Philip Seymour Hoffman’s Death Provides Estate Planning Lessons

Donald L. Knapp, Esq.

While Philip Seymour Hoffman’s death has focused attention upon the severe consequences of heroin addiction, his death can also provide lessons for families who do not have an estate plan.  In addition to three children born of his longtime companion, Marianne O’Donnell (“O’Donnell”),
Philip Seymour Hoffman (“Hoffman”) also left a sizable estate worth approximately $35 million. Even though most of us will not amass that level of wealth, it is not impossible for a small business owner or professional who is a prudent investor to have a net worth that approaches $5 million.  More importantly, most married couples will have children that they will want to protect in the event of an untimely death.


A review of Hoffman’s Last Will and Testament (“Will”) reveals that his attorney did not due him any tax favors.   First, because Hoffman did not shelter any of his wealth, he will be paying approximately $11.46 million in Estate taxes.  The Estate Tax, which is also known as the death tax, taxes property that you own at the time of your death, such as cash, securities, real estate, annuities, and insurance.  In 2014, the first $5.34 million is exempt from the Estate Tax; however, the IRS will impose a 40% tax on all property that exceeds that amount.  Because you can give an unlimited amount of money to your spouse throughout life or as part of an estate plan, if Hoffman had married O’Donnell his estate could have passed directly to her without the requirement to pay any such taxes.  However, because O’Donnell was simply Hoffman’s “companion”, no such tax breaks are available.

Hoffman’s will is also problematic because it only makes reference to his oldest son, Cooper, not his daughters, Tallulah and Willa, who were born after the Will was executed.  In fact, it does not contemplate any children that he may have later.    Typically, wills contain language which provides equally for children specifically named in it as well as children born after the Will is drafted.  Hoffman’s Will contains no such language.  While O’Donnell will undoubtedly have full custody of the three children, it is possible that the children will have disparate amounts depending upon whether Hoffman made O’Connell or his children as beneficiaries of his bank accounts.

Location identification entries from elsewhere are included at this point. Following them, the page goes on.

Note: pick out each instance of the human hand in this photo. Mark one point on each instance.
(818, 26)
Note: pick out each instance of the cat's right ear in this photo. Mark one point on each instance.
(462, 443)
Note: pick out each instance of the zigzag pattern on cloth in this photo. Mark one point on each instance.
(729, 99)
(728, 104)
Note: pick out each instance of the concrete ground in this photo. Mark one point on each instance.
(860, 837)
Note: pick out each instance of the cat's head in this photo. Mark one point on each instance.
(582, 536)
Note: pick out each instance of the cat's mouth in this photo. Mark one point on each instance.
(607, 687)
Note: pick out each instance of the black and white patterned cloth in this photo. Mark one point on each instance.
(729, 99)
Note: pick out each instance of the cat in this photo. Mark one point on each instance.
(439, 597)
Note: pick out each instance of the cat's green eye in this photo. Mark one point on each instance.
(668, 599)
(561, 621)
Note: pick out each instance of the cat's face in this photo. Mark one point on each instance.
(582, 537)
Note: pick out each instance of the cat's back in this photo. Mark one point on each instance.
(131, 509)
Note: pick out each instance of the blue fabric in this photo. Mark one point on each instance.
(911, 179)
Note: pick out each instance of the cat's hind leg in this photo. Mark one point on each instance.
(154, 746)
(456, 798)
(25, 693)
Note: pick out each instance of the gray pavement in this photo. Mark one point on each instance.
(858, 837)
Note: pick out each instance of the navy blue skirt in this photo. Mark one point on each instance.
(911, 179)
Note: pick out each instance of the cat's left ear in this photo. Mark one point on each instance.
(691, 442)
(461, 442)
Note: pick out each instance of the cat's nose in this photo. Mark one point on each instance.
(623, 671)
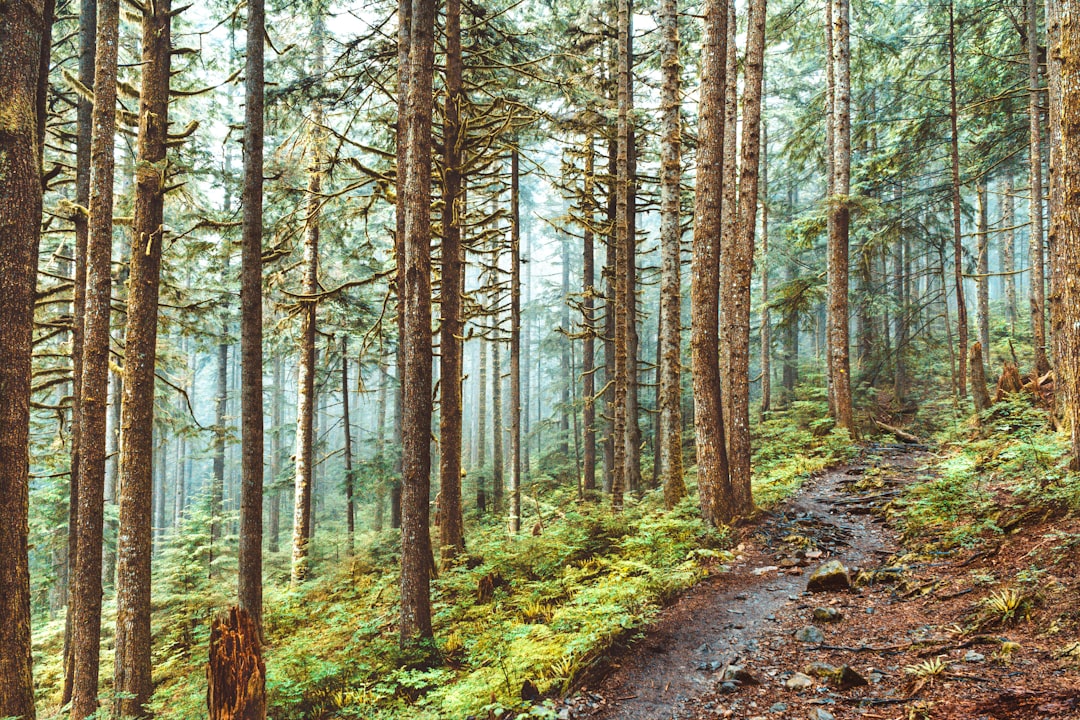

In short, marriage status and a properly drafted estate plan could have avoided much of the mess that Hoffman left for his companion to clean up.  Ultimately, whether you are fortunate to have substantial assets or whether you simply blessed with children and a comfortable lifestyle, it is important to plan for the unexpected so that your family is protected and they are the primary beneficiaries of your hard work, not the IRS.